Thursday, August 28, 2025

Raghuram G. Rajan: "Do All Loans Have a ‘Pound of Flesh’ Clause?"

In addition to having run the Reserve Bank of India, knowing much about American farmland in the 1920's and a fine veg cutlet, he also has a comfy endowed chair at the University of Chicago's Booth School of Business.

Here, via the Chicago Booth Review he talks debt, August 27. His interlocutor, Hal Weitzman, is an Adjunct Associate Professor of Behavioral Science and executive director for intellectual capital at Chicago Booth (oh, and also editor-in-chief of the CBR and host of The Chicago Booth Review podcast):

Almost all companies take loans—some secured by assets they own, and others unsecured. But is that distinction meaningful in the real world? Chicago Booth’s Raghuram G. Rajan talks about his research into corporate debt. In the past century, the amount of unsecured debt has soared. What’s the significance of that, and is it really unsecured? 

Audio Transcript 

Raghuram Rajan: So asset values matter. It's just that they're in the background. So if you have a boom and bust, even in a developed country, you will have fluctuations in your ability to borrow and you'll have really bad consequences if you've over-borrowed and asset values plummet.

Hal Weitzman: Almost all companies borrow money. Some of it's secured by assets they own, other debts, unsecured. But is that distinction meaningful in the real world? Welcome to the Chicago Booth Review Podcast, where we bring you groundbreaking academic research in a clear and straightforward way. I'm Hal Weitzman, and today I'm talking with Chicago Booth's Raghuram Rajan about his research into corporate debt. In the past century, the amount of unsecured debt has soared. What's the significance of that and is it really unsecured? Welcome to the Chicago Booth Review Podcast.

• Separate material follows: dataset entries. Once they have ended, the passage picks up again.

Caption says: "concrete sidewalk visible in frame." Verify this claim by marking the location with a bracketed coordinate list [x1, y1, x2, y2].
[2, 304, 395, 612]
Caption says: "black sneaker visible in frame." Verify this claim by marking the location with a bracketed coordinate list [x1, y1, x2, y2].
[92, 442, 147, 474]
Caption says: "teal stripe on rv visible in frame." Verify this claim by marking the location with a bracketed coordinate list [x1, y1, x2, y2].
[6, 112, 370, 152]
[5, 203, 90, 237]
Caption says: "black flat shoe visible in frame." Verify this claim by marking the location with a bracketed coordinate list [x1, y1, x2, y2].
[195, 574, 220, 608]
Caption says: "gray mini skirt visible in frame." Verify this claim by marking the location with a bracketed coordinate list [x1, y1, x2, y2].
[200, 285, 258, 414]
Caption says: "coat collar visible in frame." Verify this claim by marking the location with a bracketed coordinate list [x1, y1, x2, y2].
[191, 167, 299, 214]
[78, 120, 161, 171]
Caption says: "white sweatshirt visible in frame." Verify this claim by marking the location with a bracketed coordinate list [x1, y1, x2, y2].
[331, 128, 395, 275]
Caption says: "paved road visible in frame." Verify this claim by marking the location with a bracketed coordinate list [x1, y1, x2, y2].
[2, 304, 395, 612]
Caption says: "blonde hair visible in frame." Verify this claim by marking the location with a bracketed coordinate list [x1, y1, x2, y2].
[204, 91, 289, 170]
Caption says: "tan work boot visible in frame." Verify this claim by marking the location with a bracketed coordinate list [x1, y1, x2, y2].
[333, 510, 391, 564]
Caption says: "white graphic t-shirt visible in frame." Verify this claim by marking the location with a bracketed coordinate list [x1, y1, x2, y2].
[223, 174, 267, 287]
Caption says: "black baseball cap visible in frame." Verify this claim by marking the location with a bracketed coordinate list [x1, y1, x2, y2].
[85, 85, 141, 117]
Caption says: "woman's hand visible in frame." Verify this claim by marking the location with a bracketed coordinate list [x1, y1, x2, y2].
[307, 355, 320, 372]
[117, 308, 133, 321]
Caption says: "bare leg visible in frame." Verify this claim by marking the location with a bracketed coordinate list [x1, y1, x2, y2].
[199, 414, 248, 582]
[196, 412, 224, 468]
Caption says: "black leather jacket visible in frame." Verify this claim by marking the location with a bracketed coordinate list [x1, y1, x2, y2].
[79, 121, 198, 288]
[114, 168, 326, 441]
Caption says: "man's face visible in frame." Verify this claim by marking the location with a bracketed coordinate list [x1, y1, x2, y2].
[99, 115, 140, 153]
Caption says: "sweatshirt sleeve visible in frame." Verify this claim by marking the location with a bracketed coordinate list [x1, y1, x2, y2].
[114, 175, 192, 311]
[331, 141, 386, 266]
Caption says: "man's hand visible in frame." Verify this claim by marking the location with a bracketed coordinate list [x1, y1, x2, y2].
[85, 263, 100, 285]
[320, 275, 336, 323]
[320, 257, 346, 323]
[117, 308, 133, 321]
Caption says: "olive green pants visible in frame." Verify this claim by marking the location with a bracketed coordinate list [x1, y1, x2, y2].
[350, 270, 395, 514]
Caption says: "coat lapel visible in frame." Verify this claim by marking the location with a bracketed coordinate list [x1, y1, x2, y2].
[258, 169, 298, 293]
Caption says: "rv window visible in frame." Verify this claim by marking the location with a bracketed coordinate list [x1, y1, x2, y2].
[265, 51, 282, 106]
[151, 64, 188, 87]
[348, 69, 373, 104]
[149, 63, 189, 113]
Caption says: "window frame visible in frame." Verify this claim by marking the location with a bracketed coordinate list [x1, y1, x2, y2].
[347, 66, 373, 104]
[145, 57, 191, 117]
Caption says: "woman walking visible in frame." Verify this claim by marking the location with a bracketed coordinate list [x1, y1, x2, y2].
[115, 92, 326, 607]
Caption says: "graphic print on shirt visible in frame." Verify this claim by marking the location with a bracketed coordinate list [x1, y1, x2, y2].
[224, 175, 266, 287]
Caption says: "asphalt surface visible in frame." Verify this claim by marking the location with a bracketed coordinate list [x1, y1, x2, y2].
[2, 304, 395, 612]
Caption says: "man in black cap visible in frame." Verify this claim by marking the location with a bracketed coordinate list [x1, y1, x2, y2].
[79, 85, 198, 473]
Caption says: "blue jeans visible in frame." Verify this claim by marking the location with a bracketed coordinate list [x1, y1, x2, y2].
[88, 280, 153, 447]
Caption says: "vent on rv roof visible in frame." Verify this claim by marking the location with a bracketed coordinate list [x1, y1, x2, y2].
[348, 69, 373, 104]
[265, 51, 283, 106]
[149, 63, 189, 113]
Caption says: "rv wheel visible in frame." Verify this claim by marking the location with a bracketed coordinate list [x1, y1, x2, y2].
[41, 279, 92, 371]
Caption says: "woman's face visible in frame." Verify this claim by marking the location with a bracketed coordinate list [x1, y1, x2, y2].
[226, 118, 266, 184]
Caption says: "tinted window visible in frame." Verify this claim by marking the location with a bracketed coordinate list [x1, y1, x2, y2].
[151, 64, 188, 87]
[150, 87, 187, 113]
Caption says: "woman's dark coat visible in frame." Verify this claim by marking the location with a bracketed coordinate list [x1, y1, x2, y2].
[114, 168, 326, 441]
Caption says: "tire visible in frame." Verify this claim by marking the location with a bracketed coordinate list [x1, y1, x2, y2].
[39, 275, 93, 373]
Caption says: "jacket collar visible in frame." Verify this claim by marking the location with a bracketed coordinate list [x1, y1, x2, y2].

Raghuram Rajan: Thanks for having me.

Hal Weitzman: We're here to talk about your research on debt and all companies have debt, and broadly there are two kinds of debt, right? There's secured debt and there's unsecured debt. What's the difference? Remind us between the two.

Raghuram Rajan: Secured debt is when I attach an asset to the debt and say, "If I default on my debt, you can take the asset." So for example, when you lease a car, basically the debt is secured by the car and if you stop car payments, somebody comes and takes your car away. Similarly, for firms, a lot of secured debt against property plant and equipment, you have debt against receivables. So that's secured debt. Unsecured debt is when you have an obligation to pay, but there's no asset that the lender can seize. Of course, essentially all debt is against all assets. So while there's no specific asset they can seize if you don't pay, they basically can put you in bankruptcy, in which case the assets are really moved over to the creditor.

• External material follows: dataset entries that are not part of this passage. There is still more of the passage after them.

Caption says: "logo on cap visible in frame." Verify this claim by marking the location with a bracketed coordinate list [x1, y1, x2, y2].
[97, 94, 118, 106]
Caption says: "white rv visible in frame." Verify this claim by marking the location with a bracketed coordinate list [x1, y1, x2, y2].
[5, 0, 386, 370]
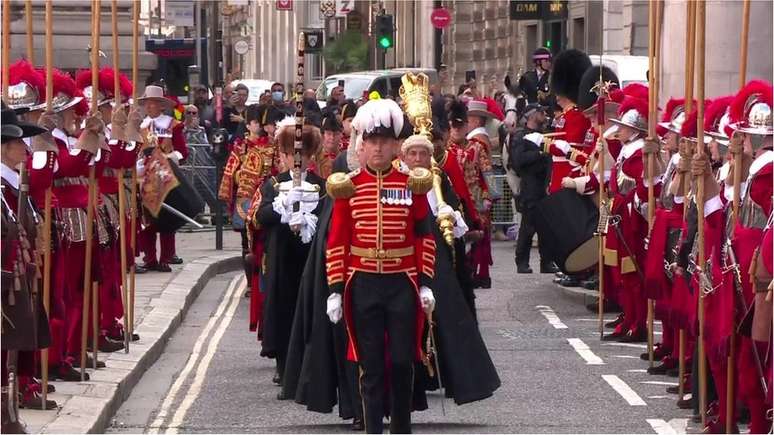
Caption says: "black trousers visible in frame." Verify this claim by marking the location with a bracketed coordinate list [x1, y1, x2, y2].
[350, 272, 417, 433]
[516, 210, 551, 265]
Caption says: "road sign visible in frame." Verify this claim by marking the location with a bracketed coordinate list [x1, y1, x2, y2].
[336, 0, 355, 17]
[234, 39, 250, 55]
[320, 0, 336, 18]
[430, 8, 451, 29]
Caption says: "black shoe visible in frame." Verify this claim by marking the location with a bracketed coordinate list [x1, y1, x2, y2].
[73, 356, 107, 370]
[605, 313, 623, 329]
[49, 364, 89, 382]
[559, 275, 580, 287]
[476, 277, 492, 289]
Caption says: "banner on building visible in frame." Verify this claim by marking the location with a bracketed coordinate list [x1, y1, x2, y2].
[509, 0, 567, 21]
[165, 0, 194, 27]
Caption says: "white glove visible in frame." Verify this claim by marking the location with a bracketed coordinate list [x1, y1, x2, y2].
[325, 293, 343, 323]
[554, 139, 570, 154]
[524, 132, 543, 148]
[419, 285, 435, 314]
[285, 186, 304, 207]
[167, 151, 183, 164]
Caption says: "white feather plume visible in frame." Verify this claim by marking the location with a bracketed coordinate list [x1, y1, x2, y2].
[352, 99, 403, 137]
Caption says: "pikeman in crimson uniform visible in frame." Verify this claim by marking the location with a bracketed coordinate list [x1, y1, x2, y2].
[75, 67, 138, 352]
[0, 102, 56, 422]
[326, 100, 435, 433]
[604, 97, 658, 342]
[137, 85, 188, 272]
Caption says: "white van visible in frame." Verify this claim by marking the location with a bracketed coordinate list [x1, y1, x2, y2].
[589, 54, 648, 87]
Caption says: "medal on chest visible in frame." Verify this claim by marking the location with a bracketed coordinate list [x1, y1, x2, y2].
[379, 189, 413, 205]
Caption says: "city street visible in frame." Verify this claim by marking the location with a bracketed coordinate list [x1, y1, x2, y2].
[108, 242, 698, 434]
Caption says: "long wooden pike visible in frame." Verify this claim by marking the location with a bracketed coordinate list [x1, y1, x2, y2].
[40, 0, 54, 410]
[677, 1, 704, 408]
[696, 1, 707, 424]
[726, 0, 750, 433]
[129, 2, 140, 340]
[110, 0, 131, 353]
[81, 0, 100, 381]
[24, 0, 33, 62]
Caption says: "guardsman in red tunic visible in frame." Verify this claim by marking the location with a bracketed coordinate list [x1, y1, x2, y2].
[137, 86, 188, 272]
[544, 49, 594, 194]
[326, 100, 435, 433]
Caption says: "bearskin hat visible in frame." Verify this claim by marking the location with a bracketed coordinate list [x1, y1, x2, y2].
[551, 48, 591, 103]
[578, 66, 621, 110]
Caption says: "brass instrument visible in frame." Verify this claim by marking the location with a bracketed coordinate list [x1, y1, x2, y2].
[399, 72, 455, 246]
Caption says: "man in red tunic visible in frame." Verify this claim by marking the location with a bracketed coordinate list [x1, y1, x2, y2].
[326, 100, 435, 433]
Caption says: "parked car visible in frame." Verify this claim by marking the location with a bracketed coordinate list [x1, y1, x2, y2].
[231, 79, 274, 106]
[589, 54, 648, 87]
[317, 68, 438, 107]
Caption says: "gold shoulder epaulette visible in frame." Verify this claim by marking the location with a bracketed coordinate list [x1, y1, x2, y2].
[408, 168, 433, 194]
[325, 172, 355, 199]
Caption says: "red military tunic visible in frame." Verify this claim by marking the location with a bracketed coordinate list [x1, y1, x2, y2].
[546, 105, 593, 194]
[326, 166, 435, 361]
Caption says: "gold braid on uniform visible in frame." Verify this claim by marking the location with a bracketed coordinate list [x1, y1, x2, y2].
[408, 167, 433, 195]
[325, 172, 355, 199]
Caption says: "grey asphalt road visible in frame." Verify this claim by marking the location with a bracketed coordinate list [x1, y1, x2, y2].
[109, 242, 697, 434]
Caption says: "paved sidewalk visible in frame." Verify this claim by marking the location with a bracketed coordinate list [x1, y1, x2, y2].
[21, 229, 242, 433]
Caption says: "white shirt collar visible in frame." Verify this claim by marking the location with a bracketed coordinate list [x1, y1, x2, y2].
[0, 163, 19, 190]
[465, 127, 489, 139]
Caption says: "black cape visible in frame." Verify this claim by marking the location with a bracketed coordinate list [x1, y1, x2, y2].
[257, 172, 325, 364]
[422, 177, 500, 405]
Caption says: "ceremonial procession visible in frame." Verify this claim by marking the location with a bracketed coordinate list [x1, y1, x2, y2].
[0, 0, 774, 434]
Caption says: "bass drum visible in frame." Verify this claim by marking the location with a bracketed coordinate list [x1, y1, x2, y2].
[533, 189, 599, 274]
[151, 160, 204, 233]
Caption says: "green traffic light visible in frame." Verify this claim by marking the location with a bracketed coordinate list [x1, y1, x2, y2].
[379, 36, 392, 49]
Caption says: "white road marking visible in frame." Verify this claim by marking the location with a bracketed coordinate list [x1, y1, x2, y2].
[148, 276, 240, 434]
[602, 343, 648, 349]
[640, 381, 677, 387]
[647, 418, 688, 435]
[535, 305, 567, 329]
[567, 338, 605, 365]
[602, 375, 647, 406]
[166, 276, 247, 434]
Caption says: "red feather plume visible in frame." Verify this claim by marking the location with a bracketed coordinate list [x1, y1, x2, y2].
[618, 95, 648, 119]
[729, 80, 772, 122]
[621, 83, 648, 101]
[704, 95, 734, 131]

Hal Weitzman: Okay. And so that's kind of the conceit of this research, is that even unsecured debt is somehow secured. It's implicitly asset-backed.

Raghuram Rajan: Exactly.

Hal Weitzman: So if as you say, the reality is even if you have unsecured debt, at some point I'll be able to claim something back, does that mean there's not much of a difference practically between secured debt and unsecured debt?

Raghuram Rajan: Well, there is in the sense that if I secure my debt today, it gives me less flexibility. Obviously, I can't use the same asset to get more borrowing from somebody else down the line because I've already pledged it to somebody. So it gives me less financial flexibility. It may also give me less real flexibility in the sense that sometimes in the course of business, I want to sell this asset, I don't need it as much, but if it's pledged to a lender, I have to get their permission. Can I substitute this other asset? So it complicates matters.

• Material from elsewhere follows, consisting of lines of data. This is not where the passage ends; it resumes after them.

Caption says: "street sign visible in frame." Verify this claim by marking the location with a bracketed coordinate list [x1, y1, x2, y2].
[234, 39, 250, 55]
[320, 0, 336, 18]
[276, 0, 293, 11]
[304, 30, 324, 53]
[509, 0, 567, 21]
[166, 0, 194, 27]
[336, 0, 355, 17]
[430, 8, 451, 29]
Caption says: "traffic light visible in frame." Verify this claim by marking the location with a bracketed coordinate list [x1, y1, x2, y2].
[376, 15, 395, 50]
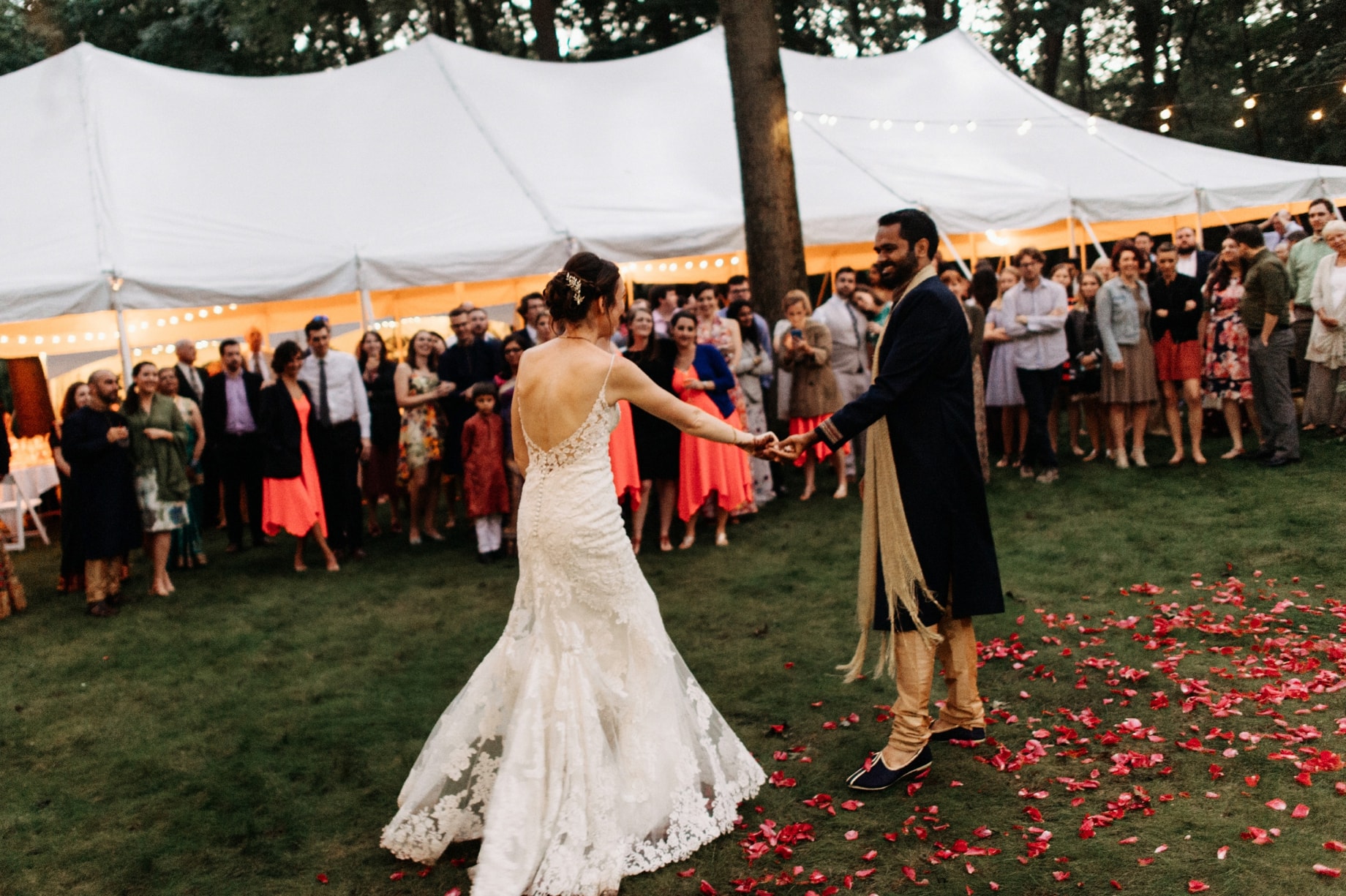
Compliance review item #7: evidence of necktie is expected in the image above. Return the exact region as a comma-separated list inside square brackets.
[317, 358, 332, 426]
[846, 304, 864, 372]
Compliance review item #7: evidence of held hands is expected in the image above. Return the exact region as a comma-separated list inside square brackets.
[734, 432, 777, 460]
[769, 432, 819, 463]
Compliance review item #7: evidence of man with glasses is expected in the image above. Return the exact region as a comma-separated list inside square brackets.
[439, 303, 505, 524]
[298, 316, 372, 560]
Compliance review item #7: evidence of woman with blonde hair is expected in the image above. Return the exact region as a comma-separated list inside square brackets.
[393, 330, 456, 545]
[779, 289, 851, 500]
[982, 265, 1029, 467]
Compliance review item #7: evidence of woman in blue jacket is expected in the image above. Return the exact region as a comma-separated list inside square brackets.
[669, 311, 753, 549]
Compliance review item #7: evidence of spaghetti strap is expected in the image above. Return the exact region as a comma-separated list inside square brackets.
[598, 351, 617, 406]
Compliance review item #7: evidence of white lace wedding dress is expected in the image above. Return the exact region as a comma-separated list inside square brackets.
[381, 366, 764, 896]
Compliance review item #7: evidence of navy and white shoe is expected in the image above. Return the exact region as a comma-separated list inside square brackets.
[930, 726, 987, 744]
[846, 744, 933, 790]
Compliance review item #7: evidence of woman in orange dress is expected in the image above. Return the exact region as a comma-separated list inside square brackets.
[257, 339, 341, 572]
[670, 311, 753, 549]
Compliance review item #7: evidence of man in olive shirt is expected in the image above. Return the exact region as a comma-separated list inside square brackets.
[1229, 225, 1299, 467]
[1285, 199, 1336, 389]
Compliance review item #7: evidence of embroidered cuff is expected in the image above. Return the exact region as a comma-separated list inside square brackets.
[813, 417, 846, 451]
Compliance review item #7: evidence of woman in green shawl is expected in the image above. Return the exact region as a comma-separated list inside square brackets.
[121, 361, 191, 598]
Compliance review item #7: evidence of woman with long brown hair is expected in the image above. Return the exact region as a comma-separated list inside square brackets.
[393, 330, 458, 545]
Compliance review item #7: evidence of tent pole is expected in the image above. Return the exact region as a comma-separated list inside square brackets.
[1191, 189, 1206, 249]
[112, 300, 130, 385]
[359, 289, 375, 332]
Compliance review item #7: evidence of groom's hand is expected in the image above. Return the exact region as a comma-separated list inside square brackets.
[771, 432, 819, 460]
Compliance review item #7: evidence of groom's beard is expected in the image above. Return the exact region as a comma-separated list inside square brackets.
[879, 249, 921, 292]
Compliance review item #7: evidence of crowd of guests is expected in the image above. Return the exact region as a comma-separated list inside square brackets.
[37, 199, 1346, 616]
[974, 199, 1346, 483]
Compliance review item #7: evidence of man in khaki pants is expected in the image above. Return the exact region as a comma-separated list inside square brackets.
[777, 208, 1004, 790]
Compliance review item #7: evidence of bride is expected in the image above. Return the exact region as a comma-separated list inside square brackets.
[381, 252, 774, 896]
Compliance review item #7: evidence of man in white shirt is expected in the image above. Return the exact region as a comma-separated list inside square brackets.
[1001, 246, 1070, 484]
[813, 268, 870, 479]
[298, 317, 370, 560]
[244, 327, 276, 386]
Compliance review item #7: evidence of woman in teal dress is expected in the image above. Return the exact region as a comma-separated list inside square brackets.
[159, 367, 206, 569]
[121, 361, 191, 598]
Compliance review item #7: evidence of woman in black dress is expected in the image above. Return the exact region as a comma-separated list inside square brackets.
[626, 304, 683, 551]
[357, 330, 402, 537]
[47, 382, 89, 595]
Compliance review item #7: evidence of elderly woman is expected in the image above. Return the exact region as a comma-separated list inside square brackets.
[1304, 221, 1346, 436]
[121, 361, 191, 598]
[1094, 239, 1159, 470]
[781, 289, 851, 500]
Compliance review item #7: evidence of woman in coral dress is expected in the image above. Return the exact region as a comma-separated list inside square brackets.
[257, 339, 341, 572]
[672, 311, 753, 549]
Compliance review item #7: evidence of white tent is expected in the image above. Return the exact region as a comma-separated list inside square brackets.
[0, 31, 1346, 323]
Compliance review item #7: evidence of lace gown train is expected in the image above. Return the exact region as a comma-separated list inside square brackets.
[381, 368, 764, 896]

It complicates the running of your business. It gives you less flexibility. It may also subject you to hold up if your lender basically said, "No, I want no other asset." Then you're stuck with this asset because you've already pledged it and you can't substitute it with something else. So if firms had a choice, they would prefer unsecured debt rather than secured debt as a form of issuance.

Hal Weitzman: Right. And so for those who are not in this world, that begs the question, why can't they get it? Is it just because people don't want to lend against not implicit assets rather than explicit ones?

Raghuram Rajan: Exactly. I mean, go back to Merchant of Venice.

Hal Weitzman: Sure....

....MUCH MORE 

Previous visits with Professor Rajan:

Raghuram Rajan: "We Should Be on the Alert for More Problems"

As noted in March 30 [2023's] "Raghuram G. Rajan: 'The Fed’s Role in the Bank Failures'"
Professor Rajan is one of the few central bankers who seems to know what's what (except maybe for the RBI currency switcheroo of November 2016. That was a fustercluck)....

Long time readers may remember Professor Rajan from such hits as: 

Raghuram Rajan on The Boom and Bust in Farm Land Prices in the United States in the 1920s
and:
India’s Central Bank Governor Discusses Robber-Baron Capitalism and a Fine Veg Cutlet 

Okay, I'm being a bit whimsical, the man is brilliant and I wish he was running the U.S. Fed rather than sitting in his comfy endowed chair at the Booth School of Business.